The Stock Exchange Market in Kenya
The Stock Market is a market which deals in the exchange of shares of publicly quoted companies, government, corporate and municipal bonds. The Nairobi Stock Exchange( N.S.E) was formed in 1954 and 54 years later it is now one of the most active markets in Africa. When one person buys a share he/she owns a fraction of the company; whereas when one person buys a bond he/she becomes a creditor of the company. A shareholder is allocated a fraction of the profits in terms of dividends, bond holders will be paid a percentage interest on their bond value in agreed interval until the bond reaches maturity. The N.S.E is listed with more than 51 listed companies and has a capitalization of about Kshs.1.31 billion. There are 70 securities including Common Shares, Preferred Shares, and Debt Securities listed on the N.S.E. The
Capital Markets Authority
approves the issue price, the timing of sales and the allotment plan for shares. The Government has also liberalized the Capital Market to allow foreign participation.

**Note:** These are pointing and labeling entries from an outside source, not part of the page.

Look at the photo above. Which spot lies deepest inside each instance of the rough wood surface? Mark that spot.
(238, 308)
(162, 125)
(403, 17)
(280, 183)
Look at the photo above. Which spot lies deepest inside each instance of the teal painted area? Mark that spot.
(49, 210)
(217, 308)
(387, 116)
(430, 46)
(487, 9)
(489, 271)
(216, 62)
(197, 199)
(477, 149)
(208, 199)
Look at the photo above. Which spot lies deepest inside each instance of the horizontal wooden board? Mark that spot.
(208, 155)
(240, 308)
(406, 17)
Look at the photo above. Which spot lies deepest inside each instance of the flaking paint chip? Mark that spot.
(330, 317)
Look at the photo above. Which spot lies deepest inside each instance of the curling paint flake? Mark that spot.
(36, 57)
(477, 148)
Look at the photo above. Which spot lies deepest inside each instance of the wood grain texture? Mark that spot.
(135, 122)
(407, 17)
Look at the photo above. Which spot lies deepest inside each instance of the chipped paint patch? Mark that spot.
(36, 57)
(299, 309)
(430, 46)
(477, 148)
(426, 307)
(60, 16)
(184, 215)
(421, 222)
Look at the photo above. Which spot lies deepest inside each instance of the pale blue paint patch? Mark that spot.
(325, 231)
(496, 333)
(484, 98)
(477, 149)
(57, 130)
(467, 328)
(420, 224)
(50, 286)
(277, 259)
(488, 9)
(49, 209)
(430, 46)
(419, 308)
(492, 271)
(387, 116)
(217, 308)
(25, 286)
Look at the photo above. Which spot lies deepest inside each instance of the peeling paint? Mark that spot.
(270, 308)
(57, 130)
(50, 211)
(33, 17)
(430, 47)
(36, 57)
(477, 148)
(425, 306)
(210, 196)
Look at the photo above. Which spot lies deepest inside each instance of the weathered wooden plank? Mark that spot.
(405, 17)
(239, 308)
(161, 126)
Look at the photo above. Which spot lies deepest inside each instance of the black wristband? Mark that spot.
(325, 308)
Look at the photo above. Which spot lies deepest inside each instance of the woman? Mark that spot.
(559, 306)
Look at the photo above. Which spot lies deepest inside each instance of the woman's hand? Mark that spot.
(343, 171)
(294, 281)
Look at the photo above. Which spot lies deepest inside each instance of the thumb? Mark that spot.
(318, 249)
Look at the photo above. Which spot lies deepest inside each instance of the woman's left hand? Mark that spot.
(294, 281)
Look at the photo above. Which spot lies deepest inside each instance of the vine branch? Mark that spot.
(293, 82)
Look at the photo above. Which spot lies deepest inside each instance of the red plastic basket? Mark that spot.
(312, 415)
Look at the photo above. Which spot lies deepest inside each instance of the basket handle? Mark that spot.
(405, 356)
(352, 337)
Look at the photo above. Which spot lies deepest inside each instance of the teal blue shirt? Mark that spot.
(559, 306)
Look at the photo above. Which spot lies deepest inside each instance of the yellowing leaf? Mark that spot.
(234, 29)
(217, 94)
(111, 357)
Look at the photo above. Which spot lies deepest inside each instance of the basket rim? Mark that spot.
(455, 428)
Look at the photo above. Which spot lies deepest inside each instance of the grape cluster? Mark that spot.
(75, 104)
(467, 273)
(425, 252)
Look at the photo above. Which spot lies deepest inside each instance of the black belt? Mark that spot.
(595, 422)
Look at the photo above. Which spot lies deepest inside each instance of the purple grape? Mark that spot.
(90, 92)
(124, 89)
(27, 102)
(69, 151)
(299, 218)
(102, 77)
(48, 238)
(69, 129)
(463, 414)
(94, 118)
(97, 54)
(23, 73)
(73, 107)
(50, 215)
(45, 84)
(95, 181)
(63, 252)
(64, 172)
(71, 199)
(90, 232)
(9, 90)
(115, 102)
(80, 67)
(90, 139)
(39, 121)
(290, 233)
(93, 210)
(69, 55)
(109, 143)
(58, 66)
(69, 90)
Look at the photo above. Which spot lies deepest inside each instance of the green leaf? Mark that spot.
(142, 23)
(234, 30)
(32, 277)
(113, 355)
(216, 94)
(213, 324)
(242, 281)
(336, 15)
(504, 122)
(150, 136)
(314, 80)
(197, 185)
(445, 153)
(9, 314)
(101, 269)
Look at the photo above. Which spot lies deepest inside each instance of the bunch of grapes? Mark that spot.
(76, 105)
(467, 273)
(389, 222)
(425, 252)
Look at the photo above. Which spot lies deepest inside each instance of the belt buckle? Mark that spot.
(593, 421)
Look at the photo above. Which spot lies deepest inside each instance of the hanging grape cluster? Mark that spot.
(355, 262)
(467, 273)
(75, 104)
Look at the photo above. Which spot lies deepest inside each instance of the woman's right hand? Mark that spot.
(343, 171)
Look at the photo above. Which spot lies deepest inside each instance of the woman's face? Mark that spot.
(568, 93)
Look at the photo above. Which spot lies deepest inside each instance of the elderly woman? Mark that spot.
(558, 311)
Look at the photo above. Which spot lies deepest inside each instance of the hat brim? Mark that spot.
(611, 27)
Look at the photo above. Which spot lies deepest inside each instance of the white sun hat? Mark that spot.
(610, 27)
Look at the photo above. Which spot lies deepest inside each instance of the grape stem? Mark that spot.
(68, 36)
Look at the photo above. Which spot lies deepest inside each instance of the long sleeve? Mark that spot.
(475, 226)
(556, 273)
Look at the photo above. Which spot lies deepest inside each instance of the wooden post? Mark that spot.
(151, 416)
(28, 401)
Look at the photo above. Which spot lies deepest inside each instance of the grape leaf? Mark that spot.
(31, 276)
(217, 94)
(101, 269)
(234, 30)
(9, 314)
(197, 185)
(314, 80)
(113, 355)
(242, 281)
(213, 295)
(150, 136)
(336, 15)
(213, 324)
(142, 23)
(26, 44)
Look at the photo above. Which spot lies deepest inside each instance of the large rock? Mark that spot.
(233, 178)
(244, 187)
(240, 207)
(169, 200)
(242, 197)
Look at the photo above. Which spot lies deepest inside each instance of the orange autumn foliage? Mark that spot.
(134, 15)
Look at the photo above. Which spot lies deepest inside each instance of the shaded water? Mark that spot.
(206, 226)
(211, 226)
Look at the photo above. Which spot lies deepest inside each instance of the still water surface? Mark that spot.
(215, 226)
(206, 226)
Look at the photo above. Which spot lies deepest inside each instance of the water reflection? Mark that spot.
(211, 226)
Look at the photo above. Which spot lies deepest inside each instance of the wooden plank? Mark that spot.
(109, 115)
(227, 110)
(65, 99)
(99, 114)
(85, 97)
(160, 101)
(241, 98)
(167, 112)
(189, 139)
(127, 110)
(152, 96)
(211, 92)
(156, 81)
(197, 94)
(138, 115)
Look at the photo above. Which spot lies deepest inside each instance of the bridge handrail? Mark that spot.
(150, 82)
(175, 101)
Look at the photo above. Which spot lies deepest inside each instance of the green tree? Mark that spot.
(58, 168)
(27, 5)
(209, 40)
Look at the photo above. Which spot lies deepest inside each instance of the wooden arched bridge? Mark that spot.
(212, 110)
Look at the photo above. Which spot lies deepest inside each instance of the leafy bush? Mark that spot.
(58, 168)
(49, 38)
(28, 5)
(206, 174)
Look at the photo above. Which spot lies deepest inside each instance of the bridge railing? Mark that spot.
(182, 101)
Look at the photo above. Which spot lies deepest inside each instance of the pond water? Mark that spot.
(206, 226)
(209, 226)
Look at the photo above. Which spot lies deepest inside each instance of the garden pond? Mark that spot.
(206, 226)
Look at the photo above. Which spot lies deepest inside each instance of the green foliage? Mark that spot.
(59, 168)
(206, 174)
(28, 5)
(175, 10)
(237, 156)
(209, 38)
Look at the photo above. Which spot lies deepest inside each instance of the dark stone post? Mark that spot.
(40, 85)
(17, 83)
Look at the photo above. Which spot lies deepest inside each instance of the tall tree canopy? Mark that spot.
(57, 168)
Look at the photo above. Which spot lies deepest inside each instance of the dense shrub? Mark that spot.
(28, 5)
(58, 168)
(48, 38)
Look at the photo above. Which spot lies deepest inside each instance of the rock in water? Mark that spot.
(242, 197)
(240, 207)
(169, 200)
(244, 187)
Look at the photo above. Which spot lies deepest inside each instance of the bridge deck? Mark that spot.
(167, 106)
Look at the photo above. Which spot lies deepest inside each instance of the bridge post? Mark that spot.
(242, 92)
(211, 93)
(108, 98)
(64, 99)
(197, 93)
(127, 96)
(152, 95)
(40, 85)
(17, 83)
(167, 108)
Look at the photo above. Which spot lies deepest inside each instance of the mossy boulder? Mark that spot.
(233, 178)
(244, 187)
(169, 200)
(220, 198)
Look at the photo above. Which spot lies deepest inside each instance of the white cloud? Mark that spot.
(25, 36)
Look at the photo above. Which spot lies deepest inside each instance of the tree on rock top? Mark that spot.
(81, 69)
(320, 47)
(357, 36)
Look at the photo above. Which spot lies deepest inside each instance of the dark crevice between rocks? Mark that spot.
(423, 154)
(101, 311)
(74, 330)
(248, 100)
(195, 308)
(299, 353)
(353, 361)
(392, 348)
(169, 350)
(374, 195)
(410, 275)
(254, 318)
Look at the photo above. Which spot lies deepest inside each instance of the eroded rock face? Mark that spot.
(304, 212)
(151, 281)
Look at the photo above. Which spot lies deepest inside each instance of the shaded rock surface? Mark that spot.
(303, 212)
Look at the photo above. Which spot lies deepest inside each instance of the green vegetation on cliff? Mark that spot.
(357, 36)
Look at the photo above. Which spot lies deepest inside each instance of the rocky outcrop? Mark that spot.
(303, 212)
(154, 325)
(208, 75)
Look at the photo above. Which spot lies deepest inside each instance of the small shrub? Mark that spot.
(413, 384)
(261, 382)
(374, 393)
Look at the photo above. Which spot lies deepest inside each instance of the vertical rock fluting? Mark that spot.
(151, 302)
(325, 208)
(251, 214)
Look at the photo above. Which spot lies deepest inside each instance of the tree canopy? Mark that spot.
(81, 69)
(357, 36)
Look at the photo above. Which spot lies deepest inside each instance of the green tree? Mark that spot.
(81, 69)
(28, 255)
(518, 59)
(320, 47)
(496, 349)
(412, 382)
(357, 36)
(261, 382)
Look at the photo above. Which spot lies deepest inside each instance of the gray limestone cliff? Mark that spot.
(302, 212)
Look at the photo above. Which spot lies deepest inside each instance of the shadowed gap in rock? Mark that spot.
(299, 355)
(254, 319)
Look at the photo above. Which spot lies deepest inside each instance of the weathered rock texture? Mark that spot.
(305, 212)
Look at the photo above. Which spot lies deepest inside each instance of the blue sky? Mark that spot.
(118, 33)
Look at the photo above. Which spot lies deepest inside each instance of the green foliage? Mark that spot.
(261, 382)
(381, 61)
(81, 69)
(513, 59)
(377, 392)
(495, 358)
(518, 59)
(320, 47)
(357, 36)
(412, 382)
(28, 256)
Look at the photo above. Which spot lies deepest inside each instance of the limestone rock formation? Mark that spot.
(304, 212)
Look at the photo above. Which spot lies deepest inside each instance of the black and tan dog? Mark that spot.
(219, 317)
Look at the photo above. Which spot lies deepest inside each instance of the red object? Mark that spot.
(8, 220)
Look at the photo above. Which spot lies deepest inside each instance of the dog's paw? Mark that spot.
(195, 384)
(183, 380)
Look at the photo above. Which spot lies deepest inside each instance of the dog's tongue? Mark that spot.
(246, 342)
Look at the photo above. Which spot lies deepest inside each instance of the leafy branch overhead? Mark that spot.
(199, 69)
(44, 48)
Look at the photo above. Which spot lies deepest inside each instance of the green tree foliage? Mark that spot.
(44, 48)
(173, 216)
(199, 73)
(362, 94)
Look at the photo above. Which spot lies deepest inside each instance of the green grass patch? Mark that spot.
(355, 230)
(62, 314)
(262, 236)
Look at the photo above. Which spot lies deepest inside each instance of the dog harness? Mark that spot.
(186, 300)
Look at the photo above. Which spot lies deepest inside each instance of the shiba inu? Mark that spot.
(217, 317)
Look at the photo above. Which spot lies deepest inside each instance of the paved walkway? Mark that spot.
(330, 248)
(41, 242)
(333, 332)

The N.S.E Market plays an important role in the process of Kenya's economic development in the following ways: i) The N.S.E market enhances the inflow of international capital. ii) Companies can also raise extra finance essential for expansion and development by issuing shares. iii) It helps mobilize domestic savings thereby bringing about reallocation of financial resources from dormant to active agents. iv) It also facilitate government’s privatization programmes. v) Securities represent amounts of wealth, and can be used as collateral to secure financing such as loans from lending institutions. vi) Shares are traded in units that are affordable by investors of different income levels. vii) Shares and bonds are easily transferable at low transaction cost as compared to other assets such as real estate. viii) The range and variety of securities listed in the Nairobi Stock Exchange provide investors an opportunity to minimize their exposure to specific company risk by spreading their investments across a wide selection of securities.

When buying securities (shares/bonds) it is up to you to decide what company to buy in. When selecting a company to invest in, one should make sure the company is in a strong industry. After you decide what company to invest in, you need to select a broker/investment bank to use. A broker/investment bank give an order to the floor traders who do all the actual buying and selling, since they hold a seat in the N.S.E.Please click the following link if you are interested in learning more about
stocks in Kenya.
In 2008, Safaricom's much-hyped public offering will undoubtedly test the capacity of players in capital markets to manage and handle an issue that will bring in a massive 10 billion new shares in a market with 14 billion shares. The sale of the Government's 25 per cent stake in Safaricom, the country's most profitable company, is scheduled for March 28 and the IPO has been priced at Sh5 per share for a minimum of 2,000 shares per person. It will close on April 23, with shares expected to start trading at the Nairobi Stock Exchange (NSE) on June 9. The fate of more than 100,000 investors whose shares are suspected to have been irregularly sold by the troubled Nyaga Stockbrokers is unknown. Finance minister Amos Kimunya's silence over the credibility issues in the capital markets has further continued to raise eyebrows. The new approach of buying Safaricom IPO shares via internet is expected to reduce long queues at brokerage houses. To apply for shares online, an investor will be required to have a CDS account. Applicants will log onto www.kenyaipos.co.ke to place an application. Online application of shares is a practice well entrenched in the developed world and has helped reduce the IPO processing time to a minimum of four days. The Safaricom IPO is expected to push the NSE market capitalization to more than the Sh1 trillion mark, from the current Sh860 billion. The Government is offloading 25 per cent stake or 10 billion shares through the NSE, an offer expected to net at least Sh50 billion in gross proceeds to finance development programmes. The offer has been divided into two pools - domestic and international. Domestic investors have been allocated 65 per cent while international investors will take the remaining 35 per cent.